Marital Versus Martial
Mincey’s Musings
Year Two, Week Ten
My nephew Jeff was graduating from Marine basic training at Paris Island, South Carolina in the early 1990s. His parents, sister, his two grandmothers and I decided to make the trip to see the ceremony.
I was teaching fifth grade at Luttrell Elementary at the time. I was thrilled to be able to get my own fifth grade teacher, Polly Dyer, to serve as my substitute while I was gone. With her taking my class, I had nothing to worry about while I was away, except perhaps that my students would fall in love with her and want her to stay.
There was much to enjoy on the trip. We took two vehicles. My brother Jerry (Jeff’s father) had a truck with a camper on it. I had a black Buick Skylark with a red velvet interior and an electronic dash. My mother (Jeff’s paternal grandmother) always rode with me, as did Rhoda, the maternal grandmother. The others were interchangeable. My niece Chanda (Jeff’s sister) sometimes rode with me and sometimes with her father, as did Evelyn, Jerry’s wife (Jeff’s mother), depending on how Jerry and Evelyn were getting along.
And their marital relationship, other than the accommodations I shared last week, was the flavor of the trip. They didn’t exactly get along at all on the trip, but at times they were cordial enough to travel together in the truck. When they had a disagreement, we would make a pit stop, and Evelyn would change places with Chanda.
But the problem was, Evelyn didn’t exactly get along with either her mother or my mother (her mother-in-law). At one-point Evelyn had a disagreement with her mother Rhoda which resulted in Evelyn telling Rhoda to shut up. This hurt Rhoda’s feelings, and she started to cry. My mother was very sensitive to anyone she felt mistreated their mother, so she let Evelyn know how awful she thought it was that she talked to her mother like that.
And Evelyn had trouble at times getting along with Mother. My nephew Joey was particularly bothersome to Evelyn. Joey was once visiting at our house, and we went to visit Jerry and Evelyn. Evelyn let us in, and asked me, “What is he doing here?” Later during that visit, she said to Joey, “Hey, Joey, see that road out there? Why don’t you go play in it for a while?” Joey replied, “Why don’t you play in it, you fat elephant?” At this, Evelyn seized Joey by the throat, he seized her by the throat, and they started slinging each other around the room. When they broke apart, Evelyn said to my brother, “Jerry, you’d better keep that little b—basket case away from me!” She had intended to use a different word to describe my dear nephew, but upon noticing the look that Mother shot at her, she changed her wording.
Unfortunately, Evelyn made a derogatory remark about Joey while she was traveling with us in the car. Mother let her know in no flat-out terms what she thought. This, coupled with the episode with Rhoda earlier, made the choice to return to the truck with Jerry at the next pit stop desirable.

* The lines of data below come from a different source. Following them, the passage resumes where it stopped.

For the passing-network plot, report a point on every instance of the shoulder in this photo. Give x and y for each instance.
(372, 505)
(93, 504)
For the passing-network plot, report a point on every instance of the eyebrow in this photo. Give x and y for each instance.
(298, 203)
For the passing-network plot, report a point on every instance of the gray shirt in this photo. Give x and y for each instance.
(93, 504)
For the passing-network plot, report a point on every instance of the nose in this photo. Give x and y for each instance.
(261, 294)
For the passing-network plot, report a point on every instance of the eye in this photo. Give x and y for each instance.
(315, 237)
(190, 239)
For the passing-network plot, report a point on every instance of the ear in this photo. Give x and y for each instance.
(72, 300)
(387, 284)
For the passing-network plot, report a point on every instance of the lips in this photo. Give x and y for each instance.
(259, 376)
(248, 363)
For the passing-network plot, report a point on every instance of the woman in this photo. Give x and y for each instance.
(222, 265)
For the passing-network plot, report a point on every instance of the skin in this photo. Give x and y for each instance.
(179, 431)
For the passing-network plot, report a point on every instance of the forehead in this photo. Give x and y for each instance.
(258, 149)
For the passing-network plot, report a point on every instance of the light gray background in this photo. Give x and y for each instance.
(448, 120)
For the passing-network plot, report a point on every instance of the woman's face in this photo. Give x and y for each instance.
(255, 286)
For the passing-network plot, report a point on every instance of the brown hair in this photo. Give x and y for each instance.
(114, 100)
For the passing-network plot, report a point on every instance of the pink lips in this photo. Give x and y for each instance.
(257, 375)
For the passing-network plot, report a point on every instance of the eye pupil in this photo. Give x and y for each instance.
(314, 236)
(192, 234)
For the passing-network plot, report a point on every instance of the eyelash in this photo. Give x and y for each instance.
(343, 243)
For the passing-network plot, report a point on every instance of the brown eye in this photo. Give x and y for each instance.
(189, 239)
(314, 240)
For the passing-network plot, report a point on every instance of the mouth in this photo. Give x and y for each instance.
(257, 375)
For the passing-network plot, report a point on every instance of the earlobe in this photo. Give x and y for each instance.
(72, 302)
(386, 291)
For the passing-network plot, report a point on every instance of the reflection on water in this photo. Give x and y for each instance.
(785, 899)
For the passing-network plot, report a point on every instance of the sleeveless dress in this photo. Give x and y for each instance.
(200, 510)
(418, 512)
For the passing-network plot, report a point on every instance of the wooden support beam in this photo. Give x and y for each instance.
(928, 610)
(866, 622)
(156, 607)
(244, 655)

During the night, at the miserable motel referred to last week, Jerry and Evelyn had another argument. The next day, the day of the ceremony, Jerry and Chanda walked well ahead of the rest of us. Evelyn and I walked together, and Rhoda and mother were a few yards behind. Jerry and Chanda found seats on the upper bleachers. Evelyn was trying to heft herself from the ground onto the side of the bleachers next to them, but could not quite manage to get off the ground. This amused Jerry and eased his marital tension, at least for the time. He helped his dear wife get onto the bleachers.
On the way back home, my nephew Jeff, the proud graduate, perhaps wiser than we knew, rode in the back of the truck and slept the entire journey. We all made it back to Tennessee safe and sound.
All of the people who made that journey are now gone, except for Jeff, Chanda and me. I wonder if they remember it the same way as I. We rarely get together, and when we do it seems by pure accident.
But overall, I enjoyed the trip. It was the first time I saw the Atlantic Ocean, and I still have a plastic bottle of salt water in my basement. I was also fascinated with the Spanish moss, and you guessed it, I have some of that in my basement also.
The weather on that trip was beautiful. The graduation was in October, if memory serves me correctly. Though it was sunny, there was a cool wind that blew in from the ocean on the day of the graduation. There is no prettier ceremony than a military one. Everything is so formal, so well planned, and the brass band simply has no comparison. To me, all the cadets looked the same, especially at the great distance our stands were from the ceremony.
There was a pride not only in our beloved graduate, but in the history and tradition of protection that has helped our great nation endure for all these years.
God bless our military, each and every one, former, present and future, and God bless the United States of America.
This Week’s Wisdom from E-mail:
Tommy LaSorda, LA Dodgers manager, once said,
"I found out that it's not good to talk about my troubles.
Eighty percent of the people who hear them don't care
and the other twenty percent are glad I'm having them."